Si avvicinò alla consolle di comando. I monitor in stand by si riattivarono non appena Adriano sfiorò una tastiera. Osservò quella tastiera. I tasti non erano contrassegnati da lettere classiche, ma da quelle dell'alfabeto greco. Si fece forza, pensando che in gioventù aveva frequentato il liceo classico e conosceva il greco antico. Il greco moderno, come l'arabo e l'ebraico, lo aveva imparato durante la sua permanenza a Gerusalemme. Non si rese neanche conto di quello che stava succedendo, concentrato com'era a capire qualcosa sui comandi da impartire. Il computer era impostato automaticamente per la disibernazione di Alfa in quel preciso istante. Nella sua goffaggine, Adriano riuscì ad impartire al computer l'ordine di disibernare anche Beta. Le due celle di ibernazione si aprirono. Il primo a riprendere conoscenza fu il Professor Whu, che resosi rapidamente conto della situazione, prima ancora che Vladimiro si risvegliasse dal gelido torpore, si lanciò verso una rastrelliera contenente degli Shinai, bastoni di bambù utilizzati per combattere il Kendo, un arte marziale giapponese. Perché quei bastoni provenienti dalla sua terra fossero lì, Fumihiko non lo sapeva, ma conosceva bene il loro utilizzo, grazie al quale avrebbe eliminato tutti i presenti in quell'ambiente, compresa la donna incinta, dopo di che si sarebbe potuto dedicare indisturbato al contenitore delle preziose nanomacchine. Mentre stava per abbattere lo Shinai sulla testa di Adriano Zandri che, girato di spalle, non si era ancora minimamente accorto di nulla, una perentoria voce femminile lo fece fermare.

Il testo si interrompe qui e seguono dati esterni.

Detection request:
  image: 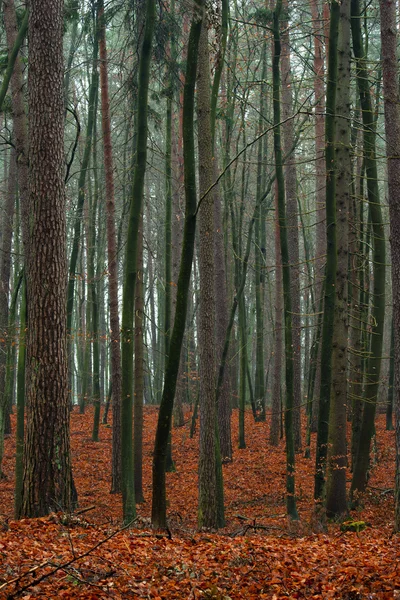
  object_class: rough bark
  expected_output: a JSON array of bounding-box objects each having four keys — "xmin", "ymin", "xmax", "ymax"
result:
[
  {"xmin": 151, "ymin": 0, "xmax": 204, "ymax": 528},
  {"xmin": 197, "ymin": 19, "xmax": 223, "ymax": 528},
  {"xmin": 272, "ymin": 0, "xmax": 299, "ymax": 520},
  {"xmin": 326, "ymin": 0, "xmax": 352, "ymax": 517},
  {"xmin": 350, "ymin": 0, "xmax": 386, "ymax": 500},
  {"xmin": 0, "ymin": 150, "xmax": 17, "ymax": 479},
  {"xmin": 133, "ymin": 211, "xmax": 144, "ymax": 503},
  {"xmin": 21, "ymin": 0, "xmax": 73, "ymax": 517},
  {"xmin": 98, "ymin": 0, "xmax": 122, "ymax": 492},
  {"xmin": 281, "ymin": 0, "xmax": 302, "ymax": 451},
  {"xmin": 380, "ymin": 0, "xmax": 400, "ymax": 531},
  {"xmin": 121, "ymin": 0, "xmax": 155, "ymax": 523},
  {"xmin": 314, "ymin": 0, "xmax": 339, "ymax": 502},
  {"xmin": 310, "ymin": 0, "xmax": 326, "ymax": 431},
  {"xmin": 269, "ymin": 185, "xmax": 283, "ymax": 446}
]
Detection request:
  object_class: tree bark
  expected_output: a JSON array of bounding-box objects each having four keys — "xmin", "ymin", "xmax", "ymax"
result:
[
  {"xmin": 121, "ymin": 0, "xmax": 155, "ymax": 523},
  {"xmin": 98, "ymin": 0, "xmax": 122, "ymax": 492},
  {"xmin": 21, "ymin": 0, "xmax": 74, "ymax": 517},
  {"xmin": 380, "ymin": 0, "xmax": 400, "ymax": 531},
  {"xmin": 197, "ymin": 19, "xmax": 223, "ymax": 528},
  {"xmin": 326, "ymin": 0, "xmax": 352, "ymax": 517},
  {"xmin": 151, "ymin": 0, "xmax": 204, "ymax": 529}
]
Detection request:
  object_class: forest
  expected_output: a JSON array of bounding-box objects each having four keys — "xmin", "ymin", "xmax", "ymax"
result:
[{"xmin": 0, "ymin": 0, "xmax": 400, "ymax": 600}]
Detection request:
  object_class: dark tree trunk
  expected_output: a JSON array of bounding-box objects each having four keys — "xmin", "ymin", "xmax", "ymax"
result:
[
  {"xmin": 380, "ymin": 0, "xmax": 400, "ymax": 531},
  {"xmin": 21, "ymin": 0, "xmax": 74, "ymax": 517}
]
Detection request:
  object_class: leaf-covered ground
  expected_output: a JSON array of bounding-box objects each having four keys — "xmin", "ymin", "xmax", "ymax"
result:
[{"xmin": 0, "ymin": 408, "xmax": 400, "ymax": 600}]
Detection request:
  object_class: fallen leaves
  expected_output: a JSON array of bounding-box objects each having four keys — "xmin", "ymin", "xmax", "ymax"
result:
[{"xmin": 0, "ymin": 408, "xmax": 400, "ymax": 600}]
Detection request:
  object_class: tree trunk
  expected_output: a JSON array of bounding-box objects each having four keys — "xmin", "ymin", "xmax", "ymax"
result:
[
  {"xmin": 272, "ymin": 0, "xmax": 299, "ymax": 520},
  {"xmin": 197, "ymin": 19, "xmax": 224, "ymax": 528},
  {"xmin": 121, "ymin": 0, "xmax": 155, "ymax": 523},
  {"xmin": 0, "ymin": 150, "xmax": 17, "ymax": 479},
  {"xmin": 350, "ymin": 0, "xmax": 386, "ymax": 501},
  {"xmin": 314, "ymin": 0, "xmax": 340, "ymax": 502},
  {"xmin": 310, "ymin": 0, "xmax": 326, "ymax": 431},
  {"xmin": 21, "ymin": 0, "xmax": 74, "ymax": 517},
  {"xmin": 281, "ymin": 0, "xmax": 302, "ymax": 451},
  {"xmin": 326, "ymin": 0, "xmax": 352, "ymax": 517},
  {"xmin": 380, "ymin": 0, "xmax": 400, "ymax": 531},
  {"xmin": 98, "ymin": 0, "xmax": 121, "ymax": 493},
  {"xmin": 133, "ymin": 211, "xmax": 144, "ymax": 503},
  {"xmin": 151, "ymin": 0, "xmax": 204, "ymax": 529},
  {"xmin": 269, "ymin": 186, "xmax": 283, "ymax": 446}
]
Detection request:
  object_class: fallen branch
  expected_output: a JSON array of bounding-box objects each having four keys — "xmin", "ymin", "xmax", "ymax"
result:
[{"xmin": 0, "ymin": 519, "xmax": 136, "ymax": 599}]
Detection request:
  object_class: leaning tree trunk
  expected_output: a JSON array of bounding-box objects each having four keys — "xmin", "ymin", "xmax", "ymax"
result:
[
  {"xmin": 21, "ymin": 0, "xmax": 73, "ymax": 517},
  {"xmin": 269, "ymin": 185, "xmax": 283, "ymax": 446},
  {"xmin": 272, "ymin": 0, "xmax": 299, "ymax": 520},
  {"xmin": 0, "ymin": 149, "xmax": 17, "ymax": 479},
  {"xmin": 281, "ymin": 0, "xmax": 302, "ymax": 451},
  {"xmin": 98, "ymin": 0, "xmax": 121, "ymax": 492},
  {"xmin": 121, "ymin": 0, "xmax": 155, "ymax": 523},
  {"xmin": 310, "ymin": 0, "xmax": 326, "ymax": 431},
  {"xmin": 197, "ymin": 19, "xmax": 224, "ymax": 528},
  {"xmin": 350, "ymin": 0, "xmax": 386, "ymax": 500},
  {"xmin": 314, "ymin": 0, "xmax": 340, "ymax": 502},
  {"xmin": 151, "ymin": 0, "xmax": 204, "ymax": 528},
  {"xmin": 326, "ymin": 0, "xmax": 351, "ymax": 517},
  {"xmin": 380, "ymin": 0, "xmax": 400, "ymax": 531}
]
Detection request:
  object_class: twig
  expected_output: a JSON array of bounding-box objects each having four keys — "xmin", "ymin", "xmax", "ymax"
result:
[{"xmin": 0, "ymin": 519, "xmax": 136, "ymax": 599}]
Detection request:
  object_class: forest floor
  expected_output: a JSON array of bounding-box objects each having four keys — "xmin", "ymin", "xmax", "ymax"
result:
[{"xmin": 0, "ymin": 408, "xmax": 400, "ymax": 600}]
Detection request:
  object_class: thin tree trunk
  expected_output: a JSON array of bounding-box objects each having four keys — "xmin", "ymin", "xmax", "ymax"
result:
[
  {"xmin": 314, "ymin": 0, "xmax": 340, "ymax": 507},
  {"xmin": 133, "ymin": 211, "xmax": 144, "ymax": 503},
  {"xmin": 121, "ymin": 0, "xmax": 155, "ymax": 523},
  {"xmin": 281, "ymin": 0, "xmax": 302, "ymax": 451},
  {"xmin": 151, "ymin": 0, "xmax": 204, "ymax": 528},
  {"xmin": 272, "ymin": 0, "xmax": 299, "ymax": 520},
  {"xmin": 98, "ymin": 0, "xmax": 122, "ymax": 493},
  {"xmin": 350, "ymin": 0, "xmax": 386, "ymax": 501},
  {"xmin": 21, "ymin": 0, "xmax": 74, "ymax": 517},
  {"xmin": 380, "ymin": 0, "xmax": 400, "ymax": 531},
  {"xmin": 197, "ymin": 19, "xmax": 224, "ymax": 528},
  {"xmin": 326, "ymin": 0, "xmax": 352, "ymax": 517}
]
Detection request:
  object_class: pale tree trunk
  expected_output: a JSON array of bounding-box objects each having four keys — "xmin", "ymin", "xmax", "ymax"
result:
[
  {"xmin": 380, "ymin": 0, "xmax": 400, "ymax": 531},
  {"xmin": 98, "ymin": 0, "xmax": 121, "ymax": 492},
  {"xmin": 151, "ymin": 0, "xmax": 204, "ymax": 528},
  {"xmin": 350, "ymin": 0, "xmax": 386, "ymax": 501},
  {"xmin": 3, "ymin": 0, "xmax": 30, "ymax": 250},
  {"xmin": 326, "ymin": 0, "xmax": 352, "ymax": 517},
  {"xmin": 197, "ymin": 19, "xmax": 223, "ymax": 528},
  {"xmin": 272, "ymin": 0, "xmax": 299, "ymax": 520},
  {"xmin": 269, "ymin": 182, "xmax": 283, "ymax": 446},
  {"xmin": 310, "ymin": 0, "xmax": 326, "ymax": 431},
  {"xmin": 21, "ymin": 0, "xmax": 74, "ymax": 517},
  {"xmin": 314, "ymin": 0, "xmax": 340, "ymax": 509},
  {"xmin": 121, "ymin": 0, "xmax": 155, "ymax": 523},
  {"xmin": 0, "ymin": 150, "xmax": 17, "ymax": 479},
  {"xmin": 281, "ymin": 0, "xmax": 302, "ymax": 451}
]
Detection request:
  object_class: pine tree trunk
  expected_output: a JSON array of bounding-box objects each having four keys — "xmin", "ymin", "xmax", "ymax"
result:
[
  {"xmin": 326, "ymin": 0, "xmax": 352, "ymax": 517},
  {"xmin": 350, "ymin": 0, "xmax": 386, "ymax": 500},
  {"xmin": 269, "ymin": 189, "xmax": 283, "ymax": 446},
  {"xmin": 314, "ymin": 0, "xmax": 339, "ymax": 507},
  {"xmin": 121, "ymin": 0, "xmax": 155, "ymax": 523},
  {"xmin": 151, "ymin": 0, "xmax": 204, "ymax": 529},
  {"xmin": 272, "ymin": 0, "xmax": 299, "ymax": 520},
  {"xmin": 133, "ymin": 211, "xmax": 144, "ymax": 503},
  {"xmin": 98, "ymin": 0, "xmax": 121, "ymax": 493},
  {"xmin": 21, "ymin": 0, "xmax": 74, "ymax": 517},
  {"xmin": 197, "ymin": 19, "xmax": 223, "ymax": 528},
  {"xmin": 380, "ymin": 0, "xmax": 400, "ymax": 531},
  {"xmin": 281, "ymin": 0, "xmax": 302, "ymax": 451}
]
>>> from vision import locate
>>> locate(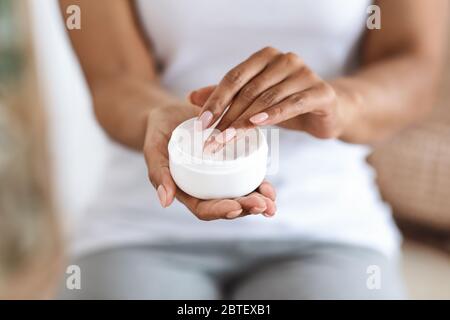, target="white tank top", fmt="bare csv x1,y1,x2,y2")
71,0,399,254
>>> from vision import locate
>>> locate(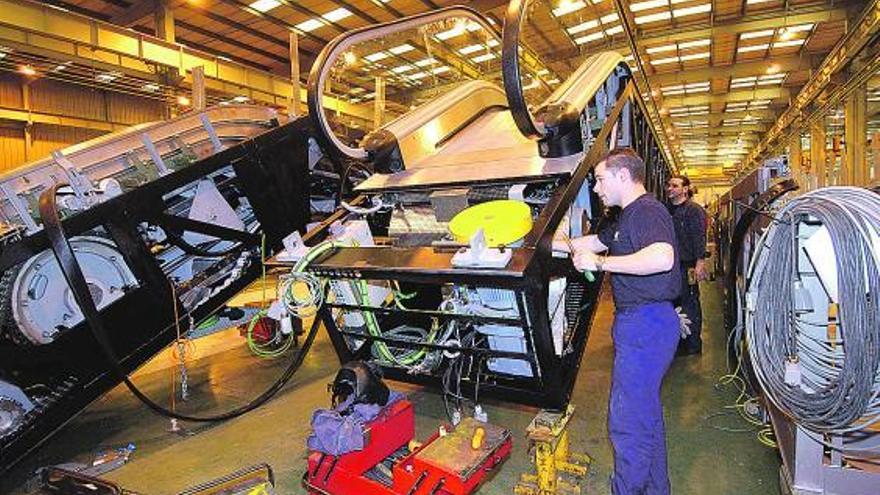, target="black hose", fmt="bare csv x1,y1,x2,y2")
164,229,243,258
40,184,320,423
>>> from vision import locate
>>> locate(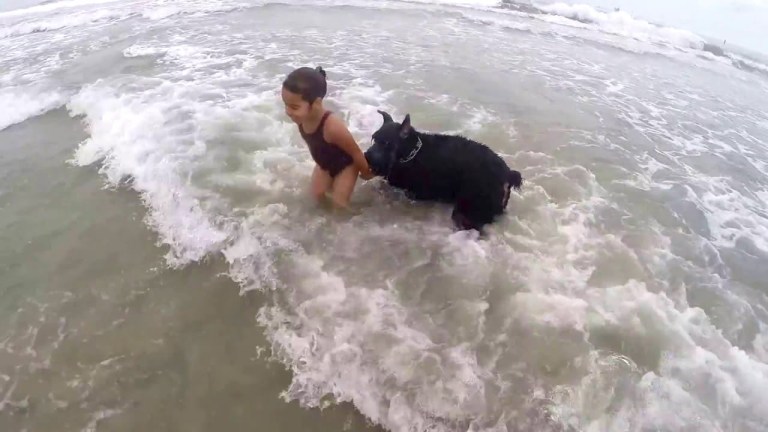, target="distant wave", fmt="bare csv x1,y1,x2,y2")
500,0,768,76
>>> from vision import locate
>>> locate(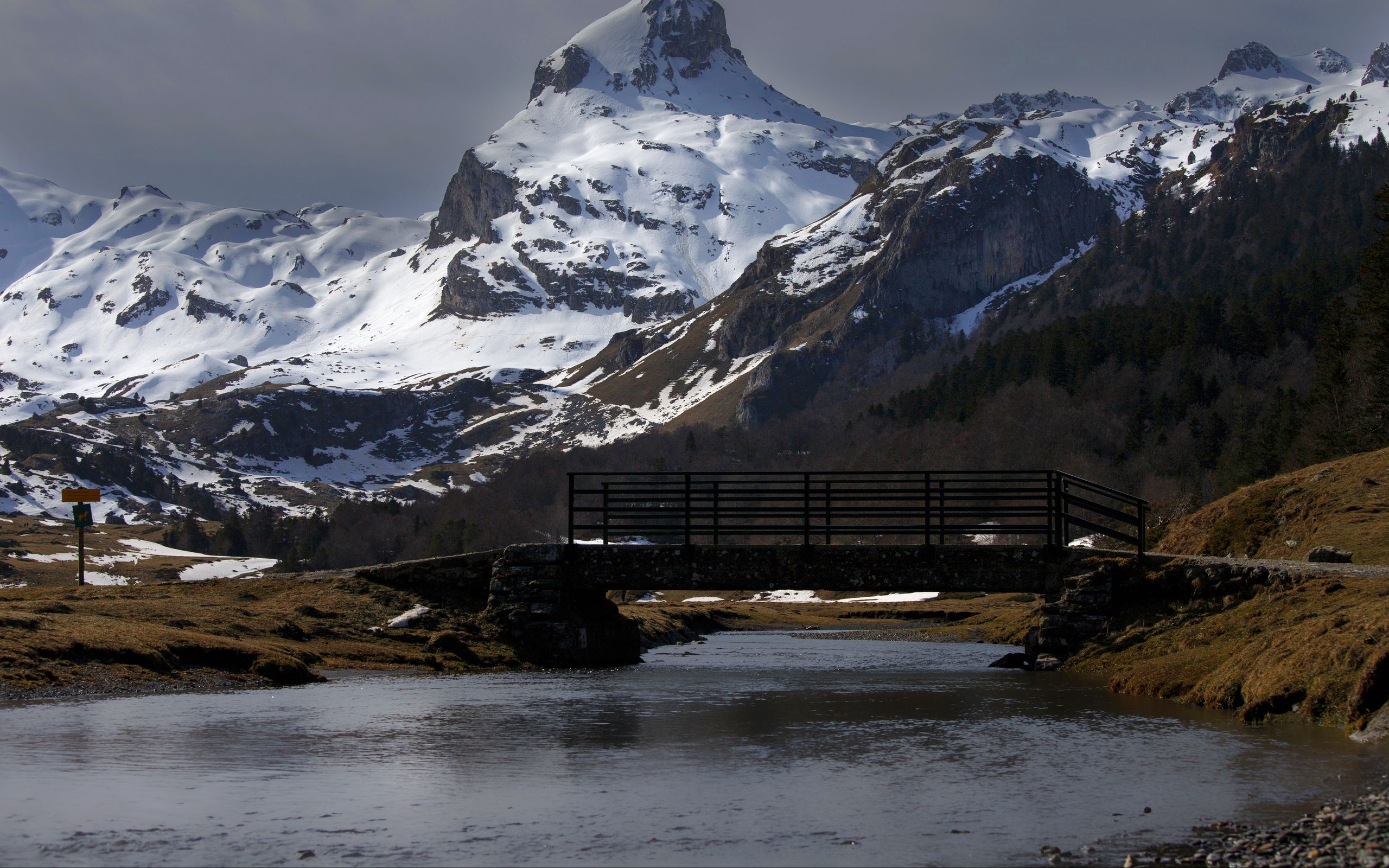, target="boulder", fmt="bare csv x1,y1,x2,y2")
1307,546,1353,564
989,652,1028,669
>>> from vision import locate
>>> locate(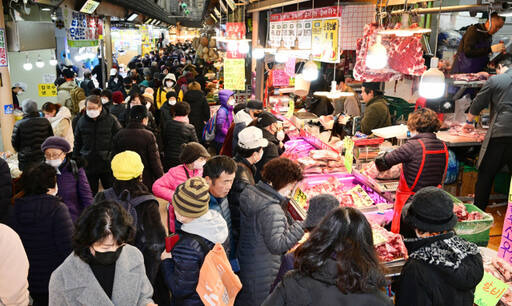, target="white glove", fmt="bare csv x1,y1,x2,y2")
491,43,505,53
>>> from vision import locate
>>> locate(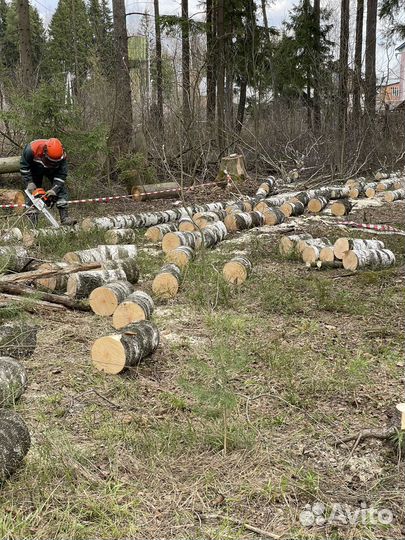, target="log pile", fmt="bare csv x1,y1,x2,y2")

“Fermi tutti, Polizia, siete tutti in arresto. Mani bene in vista, e...”
“Ya... hiiiii!”
Un inaspettato colpo di Shinai le fece volar via la pistola che teneva tesa avanti a sé, stretta tra le due mani. La poliziotta si abbassò, con una piroetta raggiunse la rastrelliera, prese un bastone Shinai, maneggiandolo come se non fosse la prima volta che lo faceva. Iniziò una furibonda lotta tra la donna e il giapponese. La poliziotta fece roteare il bastone di bambù sopra di sé, mirando un colpo mortale verso la gola del giapponese, che parò il colpo. Inizio un fuoco di fila di colpi da parte della donna, ognuno parato con maestria da Fumihiko. Quando quest'ultimo ritenne che la sua avversaria fosse fiaccata dalla stanchezza, passò dalla difesa all'attacco. Dall'involucro del bastone di bambù, con un veloce gesto sfilò un'affilatissima spada samurai, la Katana. Sollevò la spada sopra la testa dell'avversaria, per abbattervela. Se il colpo fosse andato a segno, la testa della poliziotta si sarebbe spaccata in due come una zucca e il suo materiale cerebrale si sarebbe sparso per tutto il piccolo ambiente in cui si trovavano. Ma lei fu svelta a capire il meccanismo per sfilare la spada dal bastone Shinai, e parò il colpo. Le lame, a contatto fra di loro, fecero scintille. Un nuovo fuoco di fila di colpi da esperta spadaccina si abbatté su Fumihiko che, senza perdere concentrazione, riusciva a parare ogni stoccata. Con un'abile salto mortale all'indietro, il giapponese riuscì ad evitare l'ennesimo fendente, provocando lo sbilanciamento della donna. Con un colpo deciso riuscì a disarmarla, facendole volare lontano la Katana, e portando la lama della sua affilatissima spada a contatto della pelle del collo della poliziotta. Era finita: un colpo secco e le avrebbe fatto volar via la testa.
“Ka... Yiiii!”
Il giapponese fu fermato all'ultimo istante da due possenti individui. Uno gli aveva afferrato il braccio che brandiva la Katana, mentre l'altro gli puntava la canna di una grossa Magnum alla tempia.